A review by bhnmt61
The Commitment: Love, Sex, Marriage, and My Family by Dan Savage

4.0

This is the third book of Savage's that I've read in as many months, and it's the one I'm most conflicted about. If I'd put the book down at any of several different points, I might have rated it five stars or three or even two.

When I was reading the first section next to my sleeping spouse, it was all I could do not to wake him up laughing. But then there was the part where, while walking through the Seattle Wedding Expo, he makes sweeping generalizations about all women wanting fairy princess weddings and how weddings are all about women and what women want. Well, it was a wedding expo. The women who want lowkey, non-princessy weddings are not going to be there. He might be interested to know that the person who nixed my desire to have a small, casual wedding was my dad.

And then there was the middle section, filled with vitriolic screed against anti-gay bigots. How can he piss me off when I completely agree with him? I wondered, but somehow he did. Savage is at his best when he's telling stories of his childhood or his family and he's poking fun at himself as much as he is the people around him. But when he starts ranting about the bigots, he somehow crosses over some line that just turns me off, even though I deeply, completely agree with him.
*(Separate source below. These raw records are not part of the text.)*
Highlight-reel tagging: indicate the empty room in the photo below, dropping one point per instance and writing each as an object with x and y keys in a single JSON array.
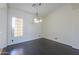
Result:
[{"x": 39, "y": 28}]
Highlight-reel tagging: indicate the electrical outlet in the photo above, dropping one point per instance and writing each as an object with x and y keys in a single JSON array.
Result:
[{"x": 12, "y": 40}]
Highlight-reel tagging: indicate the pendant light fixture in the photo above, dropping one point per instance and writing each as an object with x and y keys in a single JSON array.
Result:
[{"x": 37, "y": 18}]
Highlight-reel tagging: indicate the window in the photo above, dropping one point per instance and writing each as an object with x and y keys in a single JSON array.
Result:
[{"x": 17, "y": 26}]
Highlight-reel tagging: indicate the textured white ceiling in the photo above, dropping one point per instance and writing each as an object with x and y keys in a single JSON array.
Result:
[
  {"x": 75, "y": 6},
  {"x": 44, "y": 9}
]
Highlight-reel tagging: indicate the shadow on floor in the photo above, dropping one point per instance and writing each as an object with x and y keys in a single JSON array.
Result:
[{"x": 40, "y": 46}]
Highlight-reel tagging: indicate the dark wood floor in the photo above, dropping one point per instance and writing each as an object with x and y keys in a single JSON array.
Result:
[{"x": 40, "y": 47}]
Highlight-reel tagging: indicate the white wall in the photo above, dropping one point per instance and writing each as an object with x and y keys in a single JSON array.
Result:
[
  {"x": 3, "y": 25},
  {"x": 31, "y": 30},
  {"x": 75, "y": 27},
  {"x": 60, "y": 25}
]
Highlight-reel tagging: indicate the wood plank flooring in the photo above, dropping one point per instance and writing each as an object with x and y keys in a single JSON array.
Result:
[{"x": 40, "y": 47}]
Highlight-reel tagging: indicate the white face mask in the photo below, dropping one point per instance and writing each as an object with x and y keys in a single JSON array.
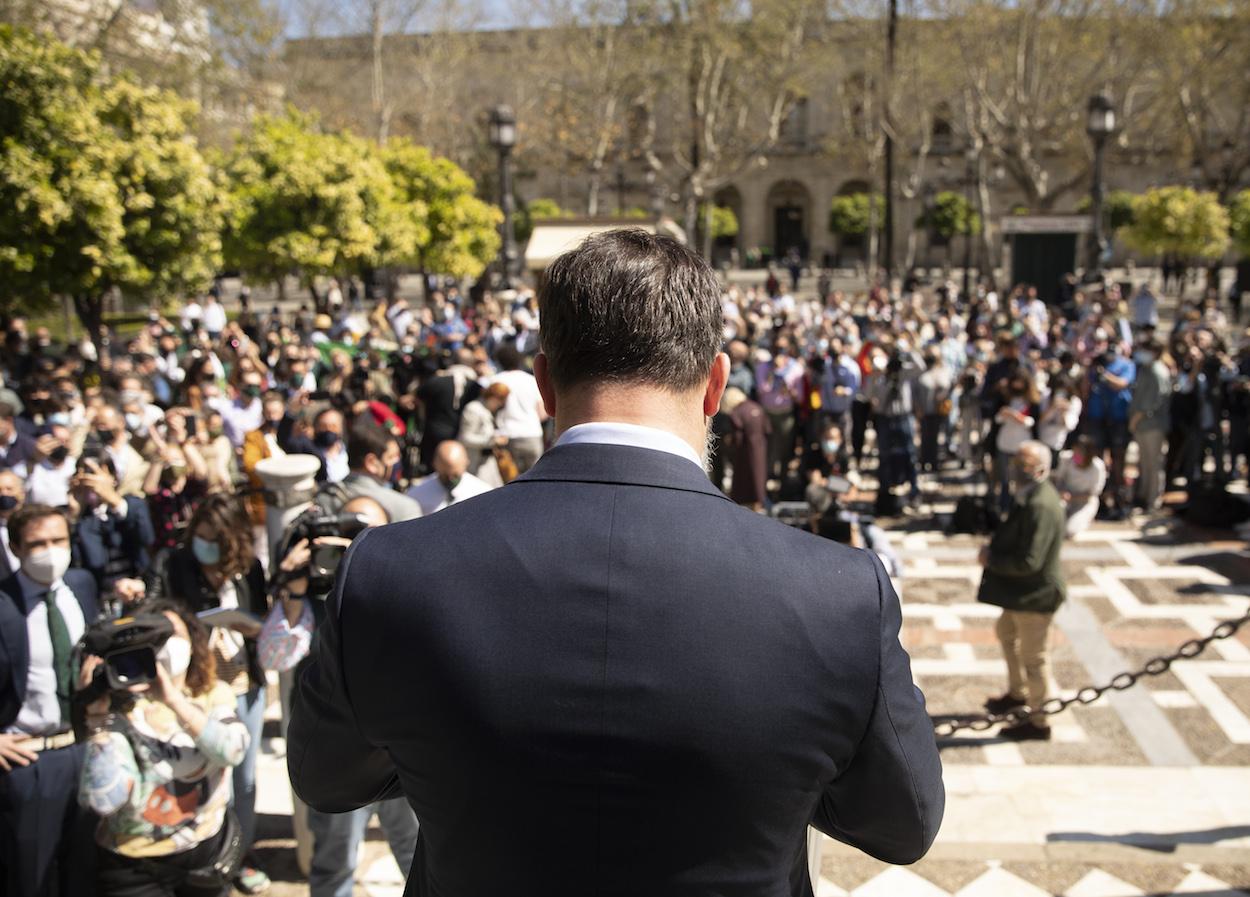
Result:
[
  {"x": 46, "y": 566},
  {"x": 175, "y": 656}
]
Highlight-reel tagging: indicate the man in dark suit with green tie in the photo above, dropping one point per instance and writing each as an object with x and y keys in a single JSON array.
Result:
[{"x": 45, "y": 838}]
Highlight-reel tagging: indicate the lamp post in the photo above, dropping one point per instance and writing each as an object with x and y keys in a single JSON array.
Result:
[
  {"x": 969, "y": 180},
  {"x": 1099, "y": 125},
  {"x": 503, "y": 138}
]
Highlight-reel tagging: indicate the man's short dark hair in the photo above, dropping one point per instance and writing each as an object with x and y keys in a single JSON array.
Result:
[
  {"x": 30, "y": 514},
  {"x": 366, "y": 439},
  {"x": 630, "y": 306}
]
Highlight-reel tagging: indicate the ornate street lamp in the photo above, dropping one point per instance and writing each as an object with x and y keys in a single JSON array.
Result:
[
  {"x": 969, "y": 183},
  {"x": 1099, "y": 125},
  {"x": 503, "y": 138}
]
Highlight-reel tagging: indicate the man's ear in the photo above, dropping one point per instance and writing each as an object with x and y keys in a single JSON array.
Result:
[
  {"x": 546, "y": 389},
  {"x": 716, "y": 382}
]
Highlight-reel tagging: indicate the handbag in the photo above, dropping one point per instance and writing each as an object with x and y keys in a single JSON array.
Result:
[{"x": 225, "y": 863}]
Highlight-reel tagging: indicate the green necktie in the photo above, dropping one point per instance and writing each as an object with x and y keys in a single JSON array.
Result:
[{"x": 61, "y": 650}]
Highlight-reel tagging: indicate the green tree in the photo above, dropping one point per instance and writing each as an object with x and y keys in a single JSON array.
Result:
[
  {"x": 100, "y": 186},
  {"x": 1116, "y": 209},
  {"x": 1239, "y": 221},
  {"x": 1178, "y": 220},
  {"x": 523, "y": 224},
  {"x": 850, "y": 215},
  {"x": 951, "y": 215},
  {"x": 310, "y": 204},
  {"x": 724, "y": 223},
  {"x": 451, "y": 230}
]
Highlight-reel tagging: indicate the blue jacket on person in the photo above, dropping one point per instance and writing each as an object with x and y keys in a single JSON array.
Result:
[
  {"x": 611, "y": 695},
  {"x": 15, "y": 641},
  {"x": 1106, "y": 402}
]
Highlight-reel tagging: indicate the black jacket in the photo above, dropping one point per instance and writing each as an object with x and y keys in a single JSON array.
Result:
[
  {"x": 614, "y": 696},
  {"x": 175, "y": 574}
]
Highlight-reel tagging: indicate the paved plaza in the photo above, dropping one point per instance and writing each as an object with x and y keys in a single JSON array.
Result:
[{"x": 1144, "y": 792}]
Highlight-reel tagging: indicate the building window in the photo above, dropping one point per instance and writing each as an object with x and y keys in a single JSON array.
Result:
[{"x": 794, "y": 129}]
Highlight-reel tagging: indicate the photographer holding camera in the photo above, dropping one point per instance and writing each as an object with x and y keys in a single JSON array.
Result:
[
  {"x": 158, "y": 761},
  {"x": 216, "y": 567},
  {"x": 306, "y": 571},
  {"x": 44, "y": 610}
]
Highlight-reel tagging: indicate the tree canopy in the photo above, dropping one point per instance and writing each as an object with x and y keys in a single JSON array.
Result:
[
  {"x": 100, "y": 185},
  {"x": 1239, "y": 221},
  {"x": 1180, "y": 221},
  {"x": 850, "y": 215}
]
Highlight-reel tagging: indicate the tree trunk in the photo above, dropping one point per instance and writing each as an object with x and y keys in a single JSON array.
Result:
[
  {"x": 593, "y": 196},
  {"x": 90, "y": 311}
]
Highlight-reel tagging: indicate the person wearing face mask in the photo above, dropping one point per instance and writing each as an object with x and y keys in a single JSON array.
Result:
[
  {"x": 284, "y": 644},
  {"x": 450, "y": 482},
  {"x": 1023, "y": 577},
  {"x": 139, "y": 412},
  {"x": 326, "y": 444},
  {"x": 11, "y": 497},
  {"x": 1080, "y": 479},
  {"x": 1149, "y": 421},
  {"x": 49, "y": 480},
  {"x": 158, "y": 773},
  {"x": 113, "y": 532},
  {"x": 18, "y": 451},
  {"x": 216, "y": 566},
  {"x": 241, "y": 414},
  {"x": 374, "y": 462},
  {"x": 110, "y": 434},
  {"x": 443, "y": 397},
  {"x": 45, "y": 606}
]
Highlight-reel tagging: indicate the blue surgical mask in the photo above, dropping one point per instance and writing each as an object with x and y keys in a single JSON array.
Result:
[{"x": 206, "y": 552}]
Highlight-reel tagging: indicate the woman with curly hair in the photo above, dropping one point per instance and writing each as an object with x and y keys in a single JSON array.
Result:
[
  {"x": 215, "y": 567},
  {"x": 156, "y": 770}
]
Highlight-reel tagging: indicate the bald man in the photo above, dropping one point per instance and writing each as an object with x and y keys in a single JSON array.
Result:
[
  {"x": 11, "y": 497},
  {"x": 450, "y": 482}
]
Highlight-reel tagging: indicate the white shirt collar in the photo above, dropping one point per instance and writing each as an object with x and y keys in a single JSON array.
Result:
[
  {"x": 30, "y": 587},
  {"x": 610, "y": 432}
]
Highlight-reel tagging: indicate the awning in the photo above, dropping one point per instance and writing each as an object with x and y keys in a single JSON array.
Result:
[{"x": 553, "y": 237}]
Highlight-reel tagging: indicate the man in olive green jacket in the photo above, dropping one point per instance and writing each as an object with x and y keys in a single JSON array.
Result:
[{"x": 1024, "y": 579}]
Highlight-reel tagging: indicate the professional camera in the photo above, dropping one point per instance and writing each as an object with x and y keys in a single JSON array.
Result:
[
  {"x": 324, "y": 562},
  {"x": 128, "y": 647}
]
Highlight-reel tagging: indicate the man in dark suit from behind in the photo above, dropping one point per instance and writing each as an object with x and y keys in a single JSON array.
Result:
[
  {"x": 46, "y": 845},
  {"x": 613, "y": 697}
]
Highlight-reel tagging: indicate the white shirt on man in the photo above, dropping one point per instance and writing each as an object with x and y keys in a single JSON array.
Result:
[
  {"x": 433, "y": 495},
  {"x": 49, "y": 484},
  {"x": 519, "y": 417},
  {"x": 41, "y": 711},
  {"x": 611, "y": 432}
]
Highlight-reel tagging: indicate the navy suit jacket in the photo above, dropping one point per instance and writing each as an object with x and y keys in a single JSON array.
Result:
[
  {"x": 15, "y": 641},
  {"x": 626, "y": 686},
  {"x": 134, "y": 534}
]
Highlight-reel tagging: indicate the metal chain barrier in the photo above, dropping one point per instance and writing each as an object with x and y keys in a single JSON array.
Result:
[{"x": 1155, "y": 666}]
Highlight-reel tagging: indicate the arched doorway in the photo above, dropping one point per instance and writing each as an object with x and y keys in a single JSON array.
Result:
[
  {"x": 790, "y": 214},
  {"x": 729, "y": 249}
]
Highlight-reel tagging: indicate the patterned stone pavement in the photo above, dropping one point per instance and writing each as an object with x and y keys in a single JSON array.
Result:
[{"x": 1144, "y": 792}]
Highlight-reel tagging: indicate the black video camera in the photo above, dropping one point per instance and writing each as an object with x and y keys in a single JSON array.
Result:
[
  {"x": 324, "y": 564},
  {"x": 128, "y": 647}
]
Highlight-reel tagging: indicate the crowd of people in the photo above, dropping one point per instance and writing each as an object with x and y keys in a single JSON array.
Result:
[{"x": 128, "y": 485}]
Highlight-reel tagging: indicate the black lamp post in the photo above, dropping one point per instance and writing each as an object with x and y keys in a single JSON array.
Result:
[
  {"x": 1099, "y": 125},
  {"x": 503, "y": 138},
  {"x": 969, "y": 180}
]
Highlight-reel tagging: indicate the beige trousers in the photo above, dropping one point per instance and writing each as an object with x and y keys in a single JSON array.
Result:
[{"x": 1025, "y": 639}]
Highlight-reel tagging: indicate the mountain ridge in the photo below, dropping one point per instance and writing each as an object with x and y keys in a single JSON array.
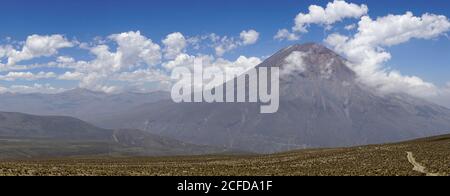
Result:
[{"x": 317, "y": 109}]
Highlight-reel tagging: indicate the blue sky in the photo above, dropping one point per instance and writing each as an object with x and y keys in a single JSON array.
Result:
[{"x": 84, "y": 20}]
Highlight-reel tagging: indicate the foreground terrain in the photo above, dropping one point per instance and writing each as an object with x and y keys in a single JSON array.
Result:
[{"x": 429, "y": 156}]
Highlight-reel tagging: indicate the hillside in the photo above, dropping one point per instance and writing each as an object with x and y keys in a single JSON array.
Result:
[
  {"x": 29, "y": 136},
  {"x": 431, "y": 154}
]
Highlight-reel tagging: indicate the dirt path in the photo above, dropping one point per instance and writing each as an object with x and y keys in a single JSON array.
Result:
[{"x": 417, "y": 166}]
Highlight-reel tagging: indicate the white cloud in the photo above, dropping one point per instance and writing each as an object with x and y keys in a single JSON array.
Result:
[
  {"x": 12, "y": 76},
  {"x": 249, "y": 37},
  {"x": 38, "y": 46},
  {"x": 35, "y": 88},
  {"x": 350, "y": 27},
  {"x": 284, "y": 34},
  {"x": 133, "y": 50},
  {"x": 144, "y": 75},
  {"x": 334, "y": 12},
  {"x": 225, "y": 44},
  {"x": 366, "y": 50},
  {"x": 71, "y": 76},
  {"x": 65, "y": 59},
  {"x": 175, "y": 44}
]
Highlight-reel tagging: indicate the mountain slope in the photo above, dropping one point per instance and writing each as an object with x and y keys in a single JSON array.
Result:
[
  {"x": 80, "y": 103},
  {"x": 29, "y": 136},
  {"x": 321, "y": 105}
]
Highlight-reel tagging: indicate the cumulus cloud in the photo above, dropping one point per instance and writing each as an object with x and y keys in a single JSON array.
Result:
[
  {"x": 367, "y": 49},
  {"x": 249, "y": 37},
  {"x": 38, "y": 46},
  {"x": 334, "y": 12},
  {"x": 175, "y": 44},
  {"x": 12, "y": 76},
  {"x": 35, "y": 88},
  {"x": 284, "y": 34},
  {"x": 134, "y": 49},
  {"x": 71, "y": 76}
]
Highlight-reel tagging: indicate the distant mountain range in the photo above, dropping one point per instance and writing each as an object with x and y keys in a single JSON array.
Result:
[
  {"x": 28, "y": 136},
  {"x": 80, "y": 103},
  {"x": 322, "y": 104}
]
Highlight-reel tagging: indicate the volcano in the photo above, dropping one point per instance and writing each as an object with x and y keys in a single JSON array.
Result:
[{"x": 322, "y": 104}]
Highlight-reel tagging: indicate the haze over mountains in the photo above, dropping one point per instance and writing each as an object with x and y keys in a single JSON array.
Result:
[
  {"x": 80, "y": 103},
  {"x": 28, "y": 136},
  {"x": 322, "y": 104}
]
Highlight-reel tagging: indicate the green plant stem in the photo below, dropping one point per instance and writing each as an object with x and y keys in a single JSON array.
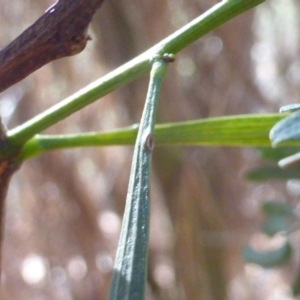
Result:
[
  {"x": 241, "y": 130},
  {"x": 211, "y": 19},
  {"x": 129, "y": 276}
]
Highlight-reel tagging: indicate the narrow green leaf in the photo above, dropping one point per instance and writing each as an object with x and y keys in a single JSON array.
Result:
[
  {"x": 214, "y": 17},
  {"x": 268, "y": 259},
  {"x": 287, "y": 129},
  {"x": 129, "y": 276}
]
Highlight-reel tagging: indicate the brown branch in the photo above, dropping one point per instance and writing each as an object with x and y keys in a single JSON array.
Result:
[{"x": 60, "y": 32}]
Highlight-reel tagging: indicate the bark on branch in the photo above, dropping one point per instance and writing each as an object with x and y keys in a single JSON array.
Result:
[{"x": 60, "y": 32}]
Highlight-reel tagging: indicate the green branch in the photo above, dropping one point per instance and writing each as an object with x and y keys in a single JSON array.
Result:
[
  {"x": 241, "y": 130},
  {"x": 211, "y": 19}
]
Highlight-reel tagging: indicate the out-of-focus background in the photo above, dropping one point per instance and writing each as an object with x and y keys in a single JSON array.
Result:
[{"x": 64, "y": 209}]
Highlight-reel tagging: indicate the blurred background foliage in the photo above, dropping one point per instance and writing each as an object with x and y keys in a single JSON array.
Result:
[{"x": 64, "y": 209}]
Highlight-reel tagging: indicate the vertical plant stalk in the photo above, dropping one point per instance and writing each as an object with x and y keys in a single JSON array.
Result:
[{"x": 129, "y": 276}]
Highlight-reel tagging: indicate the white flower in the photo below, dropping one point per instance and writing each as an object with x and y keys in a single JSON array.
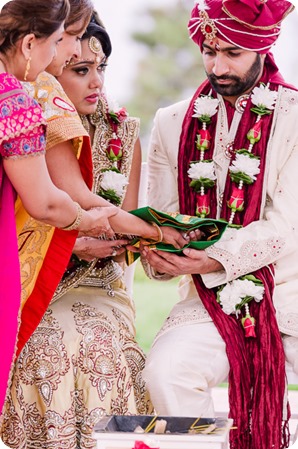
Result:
[
  {"x": 264, "y": 97},
  {"x": 112, "y": 180},
  {"x": 245, "y": 164},
  {"x": 234, "y": 292},
  {"x": 202, "y": 170},
  {"x": 205, "y": 106},
  {"x": 113, "y": 105}
]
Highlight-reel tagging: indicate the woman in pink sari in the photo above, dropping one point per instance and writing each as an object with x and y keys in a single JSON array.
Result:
[{"x": 28, "y": 43}]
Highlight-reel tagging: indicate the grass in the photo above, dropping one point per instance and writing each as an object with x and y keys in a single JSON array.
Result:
[{"x": 154, "y": 300}]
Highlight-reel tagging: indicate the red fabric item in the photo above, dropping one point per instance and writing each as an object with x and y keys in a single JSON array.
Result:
[
  {"x": 10, "y": 281},
  {"x": 54, "y": 265},
  {"x": 142, "y": 445},
  {"x": 249, "y": 24},
  {"x": 257, "y": 378}
]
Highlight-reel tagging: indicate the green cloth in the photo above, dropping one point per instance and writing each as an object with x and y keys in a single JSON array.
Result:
[{"x": 213, "y": 229}]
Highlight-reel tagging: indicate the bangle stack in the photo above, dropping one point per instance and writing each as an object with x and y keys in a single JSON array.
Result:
[
  {"x": 152, "y": 241},
  {"x": 76, "y": 223}
]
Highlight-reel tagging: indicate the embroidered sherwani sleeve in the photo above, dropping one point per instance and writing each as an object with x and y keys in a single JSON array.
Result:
[{"x": 268, "y": 240}]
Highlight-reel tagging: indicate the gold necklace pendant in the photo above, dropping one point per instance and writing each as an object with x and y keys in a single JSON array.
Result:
[{"x": 241, "y": 103}]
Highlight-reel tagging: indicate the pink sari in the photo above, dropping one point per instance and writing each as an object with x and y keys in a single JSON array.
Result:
[
  {"x": 21, "y": 134},
  {"x": 9, "y": 281}
]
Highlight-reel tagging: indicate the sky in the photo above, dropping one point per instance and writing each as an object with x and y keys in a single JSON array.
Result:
[{"x": 121, "y": 17}]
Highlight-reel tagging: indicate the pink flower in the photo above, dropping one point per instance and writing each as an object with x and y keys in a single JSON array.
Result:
[
  {"x": 248, "y": 323},
  {"x": 118, "y": 116},
  {"x": 114, "y": 149},
  {"x": 254, "y": 134},
  {"x": 203, "y": 140},
  {"x": 236, "y": 202},
  {"x": 203, "y": 207}
]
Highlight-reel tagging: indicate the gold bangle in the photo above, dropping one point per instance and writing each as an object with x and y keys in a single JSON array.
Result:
[
  {"x": 76, "y": 223},
  {"x": 153, "y": 241}
]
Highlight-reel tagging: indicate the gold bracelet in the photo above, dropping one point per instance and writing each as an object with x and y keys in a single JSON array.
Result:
[
  {"x": 152, "y": 241},
  {"x": 76, "y": 223}
]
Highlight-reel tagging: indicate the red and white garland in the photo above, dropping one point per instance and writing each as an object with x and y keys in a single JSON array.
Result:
[{"x": 244, "y": 169}]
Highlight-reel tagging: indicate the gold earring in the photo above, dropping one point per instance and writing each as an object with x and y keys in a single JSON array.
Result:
[{"x": 27, "y": 68}]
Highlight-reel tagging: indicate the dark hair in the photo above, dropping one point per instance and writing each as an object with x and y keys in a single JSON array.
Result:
[
  {"x": 21, "y": 17},
  {"x": 93, "y": 29},
  {"x": 79, "y": 10}
]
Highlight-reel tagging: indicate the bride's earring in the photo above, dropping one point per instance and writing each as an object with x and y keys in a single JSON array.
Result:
[{"x": 27, "y": 68}]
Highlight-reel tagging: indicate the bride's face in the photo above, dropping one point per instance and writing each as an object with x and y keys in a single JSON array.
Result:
[{"x": 83, "y": 79}]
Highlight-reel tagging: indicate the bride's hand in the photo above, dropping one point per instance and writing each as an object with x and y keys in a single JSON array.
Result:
[{"x": 173, "y": 237}]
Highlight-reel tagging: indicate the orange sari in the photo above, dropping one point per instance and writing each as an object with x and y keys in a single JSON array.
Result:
[{"x": 45, "y": 251}]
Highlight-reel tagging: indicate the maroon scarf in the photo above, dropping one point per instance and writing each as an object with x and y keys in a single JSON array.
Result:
[{"x": 257, "y": 378}]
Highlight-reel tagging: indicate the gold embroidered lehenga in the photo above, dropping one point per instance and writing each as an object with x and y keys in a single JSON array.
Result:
[{"x": 83, "y": 360}]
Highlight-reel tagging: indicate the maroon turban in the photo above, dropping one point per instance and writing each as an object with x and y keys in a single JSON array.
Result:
[{"x": 249, "y": 24}]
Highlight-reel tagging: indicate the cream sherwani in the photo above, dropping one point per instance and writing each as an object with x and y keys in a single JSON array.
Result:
[{"x": 188, "y": 355}]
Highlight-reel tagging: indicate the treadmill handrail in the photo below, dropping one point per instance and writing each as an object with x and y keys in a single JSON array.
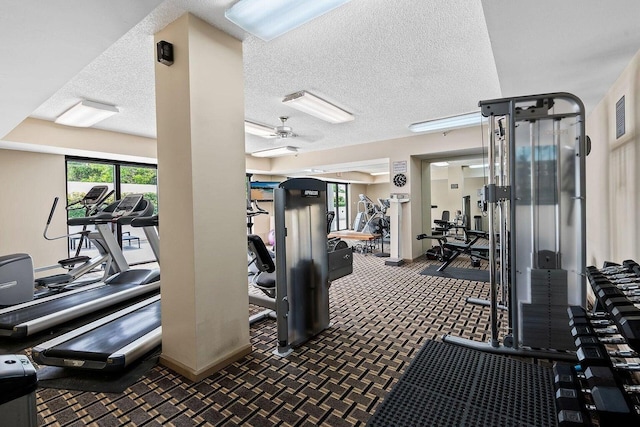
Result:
[
  {"x": 47, "y": 321},
  {"x": 94, "y": 325}
]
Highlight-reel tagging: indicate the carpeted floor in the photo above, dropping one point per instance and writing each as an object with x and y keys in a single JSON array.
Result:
[{"x": 381, "y": 316}]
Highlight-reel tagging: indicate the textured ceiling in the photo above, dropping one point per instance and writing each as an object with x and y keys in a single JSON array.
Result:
[{"x": 389, "y": 66}]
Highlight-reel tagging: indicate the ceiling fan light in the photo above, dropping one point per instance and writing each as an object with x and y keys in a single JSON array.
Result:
[
  {"x": 258, "y": 130},
  {"x": 317, "y": 107},
  {"x": 270, "y": 19},
  {"x": 448, "y": 123},
  {"x": 86, "y": 114},
  {"x": 276, "y": 152}
]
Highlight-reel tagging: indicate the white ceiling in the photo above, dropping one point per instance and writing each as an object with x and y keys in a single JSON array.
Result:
[{"x": 389, "y": 63}]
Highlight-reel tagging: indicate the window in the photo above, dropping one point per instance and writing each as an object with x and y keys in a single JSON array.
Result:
[
  {"x": 122, "y": 179},
  {"x": 338, "y": 202}
]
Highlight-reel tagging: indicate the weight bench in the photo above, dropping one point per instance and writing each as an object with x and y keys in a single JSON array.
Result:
[{"x": 449, "y": 250}]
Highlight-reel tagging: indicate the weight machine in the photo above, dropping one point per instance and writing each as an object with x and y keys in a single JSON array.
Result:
[{"x": 535, "y": 200}]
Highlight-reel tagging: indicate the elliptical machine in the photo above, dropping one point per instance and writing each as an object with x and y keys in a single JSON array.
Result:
[{"x": 17, "y": 274}]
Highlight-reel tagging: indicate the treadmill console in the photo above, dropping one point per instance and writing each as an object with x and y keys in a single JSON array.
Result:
[
  {"x": 96, "y": 193},
  {"x": 127, "y": 205}
]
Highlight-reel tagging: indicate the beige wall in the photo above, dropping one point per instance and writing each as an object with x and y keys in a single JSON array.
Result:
[
  {"x": 31, "y": 182},
  {"x": 88, "y": 142},
  {"x": 613, "y": 175}
]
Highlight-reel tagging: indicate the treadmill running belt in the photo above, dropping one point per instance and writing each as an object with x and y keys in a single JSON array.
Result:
[
  {"x": 100, "y": 343},
  {"x": 9, "y": 320}
]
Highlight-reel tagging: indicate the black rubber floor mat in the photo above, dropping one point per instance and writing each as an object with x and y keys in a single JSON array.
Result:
[
  {"x": 100, "y": 382},
  {"x": 448, "y": 385},
  {"x": 457, "y": 273}
]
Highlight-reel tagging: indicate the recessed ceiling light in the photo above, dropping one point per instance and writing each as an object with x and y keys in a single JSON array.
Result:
[
  {"x": 86, "y": 113},
  {"x": 276, "y": 152},
  {"x": 448, "y": 123},
  {"x": 270, "y": 19},
  {"x": 259, "y": 130},
  {"x": 317, "y": 107}
]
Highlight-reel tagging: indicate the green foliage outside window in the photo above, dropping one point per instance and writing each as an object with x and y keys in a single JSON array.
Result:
[
  {"x": 89, "y": 172},
  {"x": 133, "y": 175}
]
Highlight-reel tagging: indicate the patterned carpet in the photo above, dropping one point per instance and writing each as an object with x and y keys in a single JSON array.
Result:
[{"x": 381, "y": 316}]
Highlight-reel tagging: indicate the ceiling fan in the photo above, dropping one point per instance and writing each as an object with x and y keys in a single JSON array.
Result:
[
  {"x": 279, "y": 132},
  {"x": 283, "y": 131}
]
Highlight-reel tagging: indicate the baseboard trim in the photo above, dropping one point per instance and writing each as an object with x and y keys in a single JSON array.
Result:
[{"x": 209, "y": 370}]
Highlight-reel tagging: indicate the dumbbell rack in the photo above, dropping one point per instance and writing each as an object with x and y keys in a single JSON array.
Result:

But the beginning and the ending--where he relates in comic detail the interactions between him, Terry, and their son D.J., are genius. The scene where they are examining their rings while D.J. sleeps between them at the end had me all choked up.

So, it's a mixed bag. The one thing I can always count on from Dan, though, is that he makes me think. I value monogamy far more than he does, but thinking through his arguments against it ended up deepening and enlarging my perspective on my own long-term marriage. The Commitment is well worth reading for that alone.